1940-1965 Struthers Wells achieves worldwide recognition as a designer and fabricator of process and energy related equipment including the first forced circulation thermal fluid vaporizer; the first furnace used for thermal cracking of ethylene dichloride; designed and built the first Once Through Steam Generator for enhanced oil recovery; developed a convective-only titanium tetrachloride preheater, boiler and superheater utilizing metal tubes instead of quartz tubes.
1986 Company restructured and subsidiaries named Struthers Wells Industries. At the time of restructuring the company had a backlog of contracts for marine nuclear components and becomes the focus of the companies capacity. Struthers Wells is inactive for several years in soliciting industrial products for fabrication in the Warren site. Reductions in the national defense budget are followed by decreased defense contracts.
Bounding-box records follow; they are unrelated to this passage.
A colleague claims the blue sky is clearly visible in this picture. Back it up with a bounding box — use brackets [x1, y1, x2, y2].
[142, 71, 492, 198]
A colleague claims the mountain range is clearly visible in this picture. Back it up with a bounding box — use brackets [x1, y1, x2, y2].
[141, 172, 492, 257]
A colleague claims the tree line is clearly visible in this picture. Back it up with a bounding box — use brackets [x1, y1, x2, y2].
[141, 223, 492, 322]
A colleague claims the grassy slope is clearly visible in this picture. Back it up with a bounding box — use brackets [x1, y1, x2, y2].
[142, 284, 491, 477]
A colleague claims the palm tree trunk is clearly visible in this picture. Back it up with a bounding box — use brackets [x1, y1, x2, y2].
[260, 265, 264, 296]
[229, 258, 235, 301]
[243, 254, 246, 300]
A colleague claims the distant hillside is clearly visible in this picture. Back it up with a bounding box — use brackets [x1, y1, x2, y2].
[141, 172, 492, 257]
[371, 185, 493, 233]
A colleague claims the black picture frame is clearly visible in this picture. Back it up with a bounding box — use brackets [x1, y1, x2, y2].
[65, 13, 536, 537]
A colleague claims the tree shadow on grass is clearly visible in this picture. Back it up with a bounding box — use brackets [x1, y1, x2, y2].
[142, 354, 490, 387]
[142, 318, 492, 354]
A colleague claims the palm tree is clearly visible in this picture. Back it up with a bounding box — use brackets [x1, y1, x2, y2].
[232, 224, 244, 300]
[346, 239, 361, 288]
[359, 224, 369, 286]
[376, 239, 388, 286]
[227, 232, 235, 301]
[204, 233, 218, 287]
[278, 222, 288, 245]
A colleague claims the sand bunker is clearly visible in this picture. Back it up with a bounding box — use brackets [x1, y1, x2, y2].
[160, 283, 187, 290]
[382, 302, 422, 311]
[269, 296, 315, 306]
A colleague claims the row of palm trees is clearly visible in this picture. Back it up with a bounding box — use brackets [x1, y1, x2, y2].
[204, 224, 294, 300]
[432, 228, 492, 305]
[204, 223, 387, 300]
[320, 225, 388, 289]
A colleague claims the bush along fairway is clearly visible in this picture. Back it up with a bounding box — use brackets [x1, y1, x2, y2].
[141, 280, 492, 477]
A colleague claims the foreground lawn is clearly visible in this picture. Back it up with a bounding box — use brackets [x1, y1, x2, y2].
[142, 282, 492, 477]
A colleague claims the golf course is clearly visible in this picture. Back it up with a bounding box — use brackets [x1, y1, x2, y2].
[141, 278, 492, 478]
1993 The Warren plant is closed and Chapter 11 bankruptcy is filed.
1994 Machinery is auctioned off and shop buildings are sold. The intellectual property, assets and ongoing business of Struthers Wells are sold to Struthers Wells Industries Inc., of Gulfport. Miss., a former subsidiary of Struthers Wells.
2005 The intellectual property of Struthers Wells and Struthers Industries, Inc., are purchased by Thermal Engineering International Inc., of Santa Fe Springs, Calif., and renamed TEI Struthers Wells with offices in Warren and Houston, Texas.
April 2013 Struthers Wells office in Warren is closed after 162 years of service.